Of course there's no reason to accept Levine's hypothesis other than an apriori metaphysical commitment to materialism. Blackford goes on to discuss the problem with Levine's view:
It is hard to define a sense in which conscious experiences are identical to physical phenomena such as neurological processes, but without any further twists that in itself might be a solvable conceptual problem. But there’s a further twist. As Levine also brings out in his discussion, physics as we currently understand it ultimately does no more than describe physical entities, structures, etc., and their dynamics. Understood in this way, a complete and ideal physics could account for all the motions and transformations of matter and energy that take place.

Indeed, it would account all the way up from the base level for the emergence and evolution of life, neurophysiological structures and processes, our bodily movements, and even for the things that we say to each other. The emergence of all these would ultimately be predicted by descriptions of physical structures together with the laws that describe their motions and transformations.

However, nothing in an ideal physics, so conceived, would enable us to deduce that human beings have inner experiences such as when I have an appearance of redness in my visual field, or a feeling of warmth and softness to my touch when I stroke my cat’s fur.

The emergence of such qualitative features of the world, or “qualia”, could not be predicted by a physical theory that merely specified physical structures and the laws governing their dynamics. When it comes to our conscious inner experiences, there seems to be a gap between the ultimate – or “lowest level” – physical description of reality and features of the world involving consciousness.
Is there a solution to the problem posed by qualia (and several other phenomena such as intentionality, restricted access, et al.)? Well, no, but maybe there will be in the future:
If we accept that this is a genuine problem, how do we solve it? Presumably we will need to enrich our fundamental world picture in some way. This could be done if our basic laws of physics were supplemented by psychophysical bridge principles that physical structures and processes generate the phenomena of consciousness.

Such bridge principles might be very difficult for limited beings like us to discover, but I don’t see why they couldn’t exist.
This is a bit odd. Blackford places his hope in difficult to discover bridge principles which could exist but for which there's no evidence. Yet as a materialist he's loath to consider that minds could exist - though they'd be difficult to discover - even though there's lots of evidence for them. Couldn't one say with Blackford, "I don't see why they couldn't exist"?
If we knew what [these bridge principles] were, we could give an explanation as to why some highly complex structures – such as the human brain – are conscious, while other structures are not. There might still be problems, however, in avoiding epiphenomenalism (the view that mind arises from the brain but cannot affect the brain). Would the new, enriched theory allow consciousness, in its turn, to act upon the physical world, as certainly seems to happen?

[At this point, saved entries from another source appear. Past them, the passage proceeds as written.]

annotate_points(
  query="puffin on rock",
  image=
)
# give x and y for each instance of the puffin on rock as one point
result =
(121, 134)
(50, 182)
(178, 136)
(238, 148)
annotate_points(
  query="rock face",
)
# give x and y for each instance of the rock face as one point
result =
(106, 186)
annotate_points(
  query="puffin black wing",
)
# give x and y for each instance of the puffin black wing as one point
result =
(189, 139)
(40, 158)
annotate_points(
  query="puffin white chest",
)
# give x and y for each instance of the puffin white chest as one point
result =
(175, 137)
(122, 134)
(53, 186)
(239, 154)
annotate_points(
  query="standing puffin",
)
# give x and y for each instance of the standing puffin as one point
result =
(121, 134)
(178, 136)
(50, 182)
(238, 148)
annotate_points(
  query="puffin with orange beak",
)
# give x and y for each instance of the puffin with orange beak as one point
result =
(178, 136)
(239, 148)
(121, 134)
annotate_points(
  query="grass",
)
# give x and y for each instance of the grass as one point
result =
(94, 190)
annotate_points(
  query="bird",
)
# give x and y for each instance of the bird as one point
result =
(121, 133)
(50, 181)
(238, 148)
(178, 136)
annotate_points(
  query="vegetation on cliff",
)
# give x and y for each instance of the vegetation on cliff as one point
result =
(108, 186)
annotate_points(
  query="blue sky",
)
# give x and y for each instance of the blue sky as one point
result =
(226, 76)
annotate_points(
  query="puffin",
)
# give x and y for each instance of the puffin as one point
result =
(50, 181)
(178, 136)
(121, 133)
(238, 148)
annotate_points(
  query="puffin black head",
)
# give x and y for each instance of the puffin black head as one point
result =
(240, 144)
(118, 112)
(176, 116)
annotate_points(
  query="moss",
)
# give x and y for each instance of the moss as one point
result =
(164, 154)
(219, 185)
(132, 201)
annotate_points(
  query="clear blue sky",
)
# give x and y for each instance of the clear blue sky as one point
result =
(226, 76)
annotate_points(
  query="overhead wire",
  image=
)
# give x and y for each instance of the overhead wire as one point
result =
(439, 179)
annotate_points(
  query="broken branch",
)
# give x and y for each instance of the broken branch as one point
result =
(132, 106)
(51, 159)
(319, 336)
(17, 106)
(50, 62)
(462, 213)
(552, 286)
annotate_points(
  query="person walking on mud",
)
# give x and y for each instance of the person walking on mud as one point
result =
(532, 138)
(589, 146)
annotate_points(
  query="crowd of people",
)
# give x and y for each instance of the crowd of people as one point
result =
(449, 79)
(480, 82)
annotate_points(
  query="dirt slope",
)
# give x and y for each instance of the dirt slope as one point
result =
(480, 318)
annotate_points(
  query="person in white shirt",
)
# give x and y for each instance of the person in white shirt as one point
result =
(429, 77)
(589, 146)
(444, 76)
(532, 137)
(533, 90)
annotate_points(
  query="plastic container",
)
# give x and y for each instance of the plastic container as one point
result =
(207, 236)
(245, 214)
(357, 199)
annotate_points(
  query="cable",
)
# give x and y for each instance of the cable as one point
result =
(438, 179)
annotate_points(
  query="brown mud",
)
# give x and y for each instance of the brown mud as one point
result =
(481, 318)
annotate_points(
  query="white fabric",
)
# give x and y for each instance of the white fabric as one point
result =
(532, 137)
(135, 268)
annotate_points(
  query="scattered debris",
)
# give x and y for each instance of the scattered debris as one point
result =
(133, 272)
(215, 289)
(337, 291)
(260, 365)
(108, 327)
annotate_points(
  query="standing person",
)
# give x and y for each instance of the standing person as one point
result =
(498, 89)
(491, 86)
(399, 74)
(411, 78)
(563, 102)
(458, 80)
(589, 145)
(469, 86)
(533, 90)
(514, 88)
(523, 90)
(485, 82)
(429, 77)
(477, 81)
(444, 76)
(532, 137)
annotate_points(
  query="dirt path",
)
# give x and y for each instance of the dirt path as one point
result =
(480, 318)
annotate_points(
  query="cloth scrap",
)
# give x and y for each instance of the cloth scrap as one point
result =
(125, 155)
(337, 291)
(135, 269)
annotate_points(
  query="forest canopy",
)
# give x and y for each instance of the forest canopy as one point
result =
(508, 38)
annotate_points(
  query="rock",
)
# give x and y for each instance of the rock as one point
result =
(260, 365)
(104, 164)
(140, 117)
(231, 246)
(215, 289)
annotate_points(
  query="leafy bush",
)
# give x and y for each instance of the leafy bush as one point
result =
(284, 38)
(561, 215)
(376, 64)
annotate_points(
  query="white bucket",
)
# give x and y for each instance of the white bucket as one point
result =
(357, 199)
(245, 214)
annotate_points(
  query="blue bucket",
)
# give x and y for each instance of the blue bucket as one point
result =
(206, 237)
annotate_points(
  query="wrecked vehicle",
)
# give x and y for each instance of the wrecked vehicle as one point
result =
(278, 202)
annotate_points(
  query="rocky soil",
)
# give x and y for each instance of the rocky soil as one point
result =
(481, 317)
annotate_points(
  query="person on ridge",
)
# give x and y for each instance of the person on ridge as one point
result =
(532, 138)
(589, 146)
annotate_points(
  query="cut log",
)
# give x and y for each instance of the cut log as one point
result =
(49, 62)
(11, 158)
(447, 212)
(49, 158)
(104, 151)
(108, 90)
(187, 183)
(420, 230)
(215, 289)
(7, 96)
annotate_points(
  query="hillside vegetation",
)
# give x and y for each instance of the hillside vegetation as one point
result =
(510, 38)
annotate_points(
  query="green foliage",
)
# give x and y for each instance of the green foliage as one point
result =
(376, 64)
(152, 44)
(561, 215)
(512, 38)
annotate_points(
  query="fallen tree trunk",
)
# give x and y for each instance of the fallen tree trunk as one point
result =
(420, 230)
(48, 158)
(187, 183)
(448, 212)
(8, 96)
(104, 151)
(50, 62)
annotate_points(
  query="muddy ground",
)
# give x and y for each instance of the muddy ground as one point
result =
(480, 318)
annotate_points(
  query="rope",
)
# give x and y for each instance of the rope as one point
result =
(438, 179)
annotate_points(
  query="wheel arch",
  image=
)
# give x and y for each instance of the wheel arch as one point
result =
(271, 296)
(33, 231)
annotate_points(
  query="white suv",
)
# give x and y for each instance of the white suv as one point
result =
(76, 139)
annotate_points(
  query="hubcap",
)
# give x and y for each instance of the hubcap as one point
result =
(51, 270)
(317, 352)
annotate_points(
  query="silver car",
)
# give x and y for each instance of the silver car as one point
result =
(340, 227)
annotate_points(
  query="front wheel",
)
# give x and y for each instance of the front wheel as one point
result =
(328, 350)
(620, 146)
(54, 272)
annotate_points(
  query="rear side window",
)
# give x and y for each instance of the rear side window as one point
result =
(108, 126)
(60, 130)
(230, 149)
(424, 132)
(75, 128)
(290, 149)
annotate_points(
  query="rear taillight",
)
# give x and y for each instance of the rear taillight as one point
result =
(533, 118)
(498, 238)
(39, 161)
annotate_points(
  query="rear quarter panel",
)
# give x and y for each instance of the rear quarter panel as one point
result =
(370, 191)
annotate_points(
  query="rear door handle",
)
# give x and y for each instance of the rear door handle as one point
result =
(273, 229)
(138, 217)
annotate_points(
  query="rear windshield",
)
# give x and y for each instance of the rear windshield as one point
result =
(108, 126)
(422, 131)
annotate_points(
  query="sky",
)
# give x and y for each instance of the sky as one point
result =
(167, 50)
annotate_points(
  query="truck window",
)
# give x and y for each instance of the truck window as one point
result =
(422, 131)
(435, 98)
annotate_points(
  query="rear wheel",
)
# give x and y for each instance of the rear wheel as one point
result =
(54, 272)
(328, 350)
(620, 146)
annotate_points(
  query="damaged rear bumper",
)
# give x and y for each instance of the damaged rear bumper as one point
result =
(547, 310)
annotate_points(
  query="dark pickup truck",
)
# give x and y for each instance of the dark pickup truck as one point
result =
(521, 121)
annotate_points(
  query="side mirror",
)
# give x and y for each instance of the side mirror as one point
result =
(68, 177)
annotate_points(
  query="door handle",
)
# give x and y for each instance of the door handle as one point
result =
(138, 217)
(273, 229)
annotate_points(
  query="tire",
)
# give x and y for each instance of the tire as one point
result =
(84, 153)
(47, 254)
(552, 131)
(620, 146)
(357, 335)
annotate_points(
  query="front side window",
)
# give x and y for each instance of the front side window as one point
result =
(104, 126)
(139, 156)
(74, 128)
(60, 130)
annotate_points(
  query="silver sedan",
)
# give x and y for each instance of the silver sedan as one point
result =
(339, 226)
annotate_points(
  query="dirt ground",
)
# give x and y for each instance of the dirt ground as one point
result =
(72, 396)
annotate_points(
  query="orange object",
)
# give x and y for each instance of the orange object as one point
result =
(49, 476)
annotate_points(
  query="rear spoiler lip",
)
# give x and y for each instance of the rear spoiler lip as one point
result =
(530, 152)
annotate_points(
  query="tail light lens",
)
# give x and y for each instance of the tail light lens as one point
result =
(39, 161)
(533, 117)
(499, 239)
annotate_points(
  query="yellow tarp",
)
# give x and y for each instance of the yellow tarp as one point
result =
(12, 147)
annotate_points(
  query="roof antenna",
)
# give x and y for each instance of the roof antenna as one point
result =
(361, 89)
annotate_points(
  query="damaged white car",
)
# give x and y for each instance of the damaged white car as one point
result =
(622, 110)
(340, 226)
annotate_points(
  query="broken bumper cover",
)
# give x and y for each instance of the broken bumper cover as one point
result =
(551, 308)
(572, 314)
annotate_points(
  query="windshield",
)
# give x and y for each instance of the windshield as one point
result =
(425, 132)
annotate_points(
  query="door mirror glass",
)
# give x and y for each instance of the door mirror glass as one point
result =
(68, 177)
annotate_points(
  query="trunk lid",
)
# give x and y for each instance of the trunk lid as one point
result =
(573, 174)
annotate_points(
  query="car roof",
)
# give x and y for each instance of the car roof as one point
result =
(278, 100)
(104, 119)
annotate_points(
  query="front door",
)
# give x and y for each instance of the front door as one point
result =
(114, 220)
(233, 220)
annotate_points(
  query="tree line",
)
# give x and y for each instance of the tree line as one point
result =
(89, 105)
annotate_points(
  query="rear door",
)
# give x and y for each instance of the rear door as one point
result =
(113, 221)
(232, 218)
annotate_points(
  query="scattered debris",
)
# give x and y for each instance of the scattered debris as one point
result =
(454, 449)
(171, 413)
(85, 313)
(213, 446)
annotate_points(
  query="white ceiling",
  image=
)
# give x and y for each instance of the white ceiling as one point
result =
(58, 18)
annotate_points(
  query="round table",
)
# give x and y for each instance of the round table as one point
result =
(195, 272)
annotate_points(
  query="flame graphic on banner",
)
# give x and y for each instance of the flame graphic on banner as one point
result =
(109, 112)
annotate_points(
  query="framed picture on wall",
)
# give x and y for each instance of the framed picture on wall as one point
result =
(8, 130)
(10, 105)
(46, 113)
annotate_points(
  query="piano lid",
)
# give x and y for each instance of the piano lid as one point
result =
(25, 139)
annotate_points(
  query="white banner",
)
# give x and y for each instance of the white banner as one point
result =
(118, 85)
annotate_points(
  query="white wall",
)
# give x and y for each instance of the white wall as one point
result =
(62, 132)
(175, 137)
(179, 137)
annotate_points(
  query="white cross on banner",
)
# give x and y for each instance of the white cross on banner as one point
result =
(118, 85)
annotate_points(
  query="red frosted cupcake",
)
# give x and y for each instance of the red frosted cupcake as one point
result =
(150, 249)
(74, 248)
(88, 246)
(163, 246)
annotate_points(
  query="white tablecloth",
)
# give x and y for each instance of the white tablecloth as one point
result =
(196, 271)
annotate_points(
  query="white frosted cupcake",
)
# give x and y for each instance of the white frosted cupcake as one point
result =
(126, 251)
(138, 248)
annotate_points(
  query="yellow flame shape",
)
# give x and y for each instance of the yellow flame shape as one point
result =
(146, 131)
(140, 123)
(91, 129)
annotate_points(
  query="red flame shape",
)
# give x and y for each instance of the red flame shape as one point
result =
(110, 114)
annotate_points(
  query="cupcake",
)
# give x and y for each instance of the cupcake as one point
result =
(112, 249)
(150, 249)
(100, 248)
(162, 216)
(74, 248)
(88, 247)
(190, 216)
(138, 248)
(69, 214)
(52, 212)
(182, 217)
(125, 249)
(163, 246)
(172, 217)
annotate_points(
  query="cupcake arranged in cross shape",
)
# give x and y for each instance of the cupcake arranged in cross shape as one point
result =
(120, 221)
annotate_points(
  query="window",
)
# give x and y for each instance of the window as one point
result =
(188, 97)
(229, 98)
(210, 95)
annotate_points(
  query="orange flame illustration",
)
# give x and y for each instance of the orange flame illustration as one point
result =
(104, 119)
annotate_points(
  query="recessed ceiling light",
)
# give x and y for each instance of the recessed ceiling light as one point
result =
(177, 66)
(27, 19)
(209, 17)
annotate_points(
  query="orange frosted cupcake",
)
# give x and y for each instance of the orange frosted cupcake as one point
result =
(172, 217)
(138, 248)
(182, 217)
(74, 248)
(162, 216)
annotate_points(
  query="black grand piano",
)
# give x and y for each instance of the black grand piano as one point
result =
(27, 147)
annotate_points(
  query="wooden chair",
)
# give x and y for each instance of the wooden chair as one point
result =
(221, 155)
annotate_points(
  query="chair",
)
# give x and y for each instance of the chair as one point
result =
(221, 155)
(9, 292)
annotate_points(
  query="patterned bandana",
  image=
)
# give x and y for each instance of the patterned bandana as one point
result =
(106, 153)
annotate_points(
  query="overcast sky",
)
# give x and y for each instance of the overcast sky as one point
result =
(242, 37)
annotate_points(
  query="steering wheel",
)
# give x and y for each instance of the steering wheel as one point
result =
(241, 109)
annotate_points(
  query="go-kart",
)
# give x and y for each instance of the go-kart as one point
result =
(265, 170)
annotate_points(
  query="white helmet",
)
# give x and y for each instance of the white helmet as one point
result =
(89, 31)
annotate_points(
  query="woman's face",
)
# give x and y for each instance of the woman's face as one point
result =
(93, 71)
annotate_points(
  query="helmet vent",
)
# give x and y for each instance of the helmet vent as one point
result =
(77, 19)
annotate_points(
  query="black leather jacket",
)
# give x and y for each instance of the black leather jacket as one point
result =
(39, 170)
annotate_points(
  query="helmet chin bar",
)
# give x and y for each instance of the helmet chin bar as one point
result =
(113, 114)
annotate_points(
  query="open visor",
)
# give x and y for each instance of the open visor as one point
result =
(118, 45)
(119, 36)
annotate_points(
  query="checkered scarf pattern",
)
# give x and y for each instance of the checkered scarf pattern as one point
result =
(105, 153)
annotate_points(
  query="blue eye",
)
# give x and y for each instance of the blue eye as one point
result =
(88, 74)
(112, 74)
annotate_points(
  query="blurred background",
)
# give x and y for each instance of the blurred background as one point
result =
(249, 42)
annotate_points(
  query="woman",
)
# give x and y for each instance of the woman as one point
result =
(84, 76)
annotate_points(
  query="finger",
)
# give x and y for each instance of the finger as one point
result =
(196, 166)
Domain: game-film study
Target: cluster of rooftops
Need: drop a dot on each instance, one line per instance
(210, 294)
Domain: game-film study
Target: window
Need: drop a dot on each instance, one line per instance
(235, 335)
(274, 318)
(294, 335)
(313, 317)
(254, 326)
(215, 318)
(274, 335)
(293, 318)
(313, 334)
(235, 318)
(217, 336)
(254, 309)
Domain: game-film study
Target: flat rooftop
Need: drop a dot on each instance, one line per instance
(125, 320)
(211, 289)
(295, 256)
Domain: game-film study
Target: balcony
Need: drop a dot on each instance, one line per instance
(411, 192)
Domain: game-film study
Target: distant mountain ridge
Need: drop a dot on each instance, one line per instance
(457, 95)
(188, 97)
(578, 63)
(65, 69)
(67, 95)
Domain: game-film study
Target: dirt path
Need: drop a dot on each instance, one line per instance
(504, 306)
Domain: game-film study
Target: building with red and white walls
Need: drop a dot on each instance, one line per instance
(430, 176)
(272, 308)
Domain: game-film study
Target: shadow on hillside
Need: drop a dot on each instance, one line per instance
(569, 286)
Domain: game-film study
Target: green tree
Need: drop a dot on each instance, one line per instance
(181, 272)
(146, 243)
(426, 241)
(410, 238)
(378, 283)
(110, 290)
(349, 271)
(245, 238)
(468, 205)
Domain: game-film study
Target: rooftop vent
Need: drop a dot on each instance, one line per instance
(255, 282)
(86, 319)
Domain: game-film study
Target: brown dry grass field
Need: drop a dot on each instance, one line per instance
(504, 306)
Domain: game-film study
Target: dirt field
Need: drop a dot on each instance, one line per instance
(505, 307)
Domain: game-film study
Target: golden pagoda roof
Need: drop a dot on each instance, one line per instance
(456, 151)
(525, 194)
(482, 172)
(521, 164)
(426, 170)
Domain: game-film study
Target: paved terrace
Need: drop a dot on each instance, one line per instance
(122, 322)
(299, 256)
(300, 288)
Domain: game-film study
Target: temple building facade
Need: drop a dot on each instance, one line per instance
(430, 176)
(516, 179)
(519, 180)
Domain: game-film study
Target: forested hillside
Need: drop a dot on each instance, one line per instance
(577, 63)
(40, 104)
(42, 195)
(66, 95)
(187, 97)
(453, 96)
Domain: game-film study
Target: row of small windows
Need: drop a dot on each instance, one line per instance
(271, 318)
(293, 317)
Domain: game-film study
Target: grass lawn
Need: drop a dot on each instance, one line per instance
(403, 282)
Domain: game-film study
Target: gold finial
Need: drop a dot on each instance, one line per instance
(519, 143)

Or might we bite the bullet of epiphenomenalism once and for all, treating the apparent causal efficacy of consciousness as an illusion?
The problem seems intractable given materialism. Of course, dualists of one stripe or another, though not without difficulties of their own, nevertheless argue that the reality of consciousness implies that materialism is inadequate. The existence of consciousness suggests that in addition to our physical brains there's also something else about us, an immaterial substance (mind), that mediates conscious experience. Some philosophers have sought to solve the problem by simply denying that consciousness is a genuine reality, but Blackford will not have any of that nonsense:
Nonetheless, our own conscious experience cannot simply be waved away; in fact nothing is more real to us. Furthermore, it does seem difficult to understand its place in the order of the physical universe without some breakthrough in our understanding of physics itself. The explanatory gap identified by philosophers has to be explained, or explained away, if we want a satisfying account of the relationship between the physical world and our own inner lives.
Perhaps what he meant by that last sentence is "if we want a satisfying materialistic account...," but why should we insist that any account of reality be materialistic?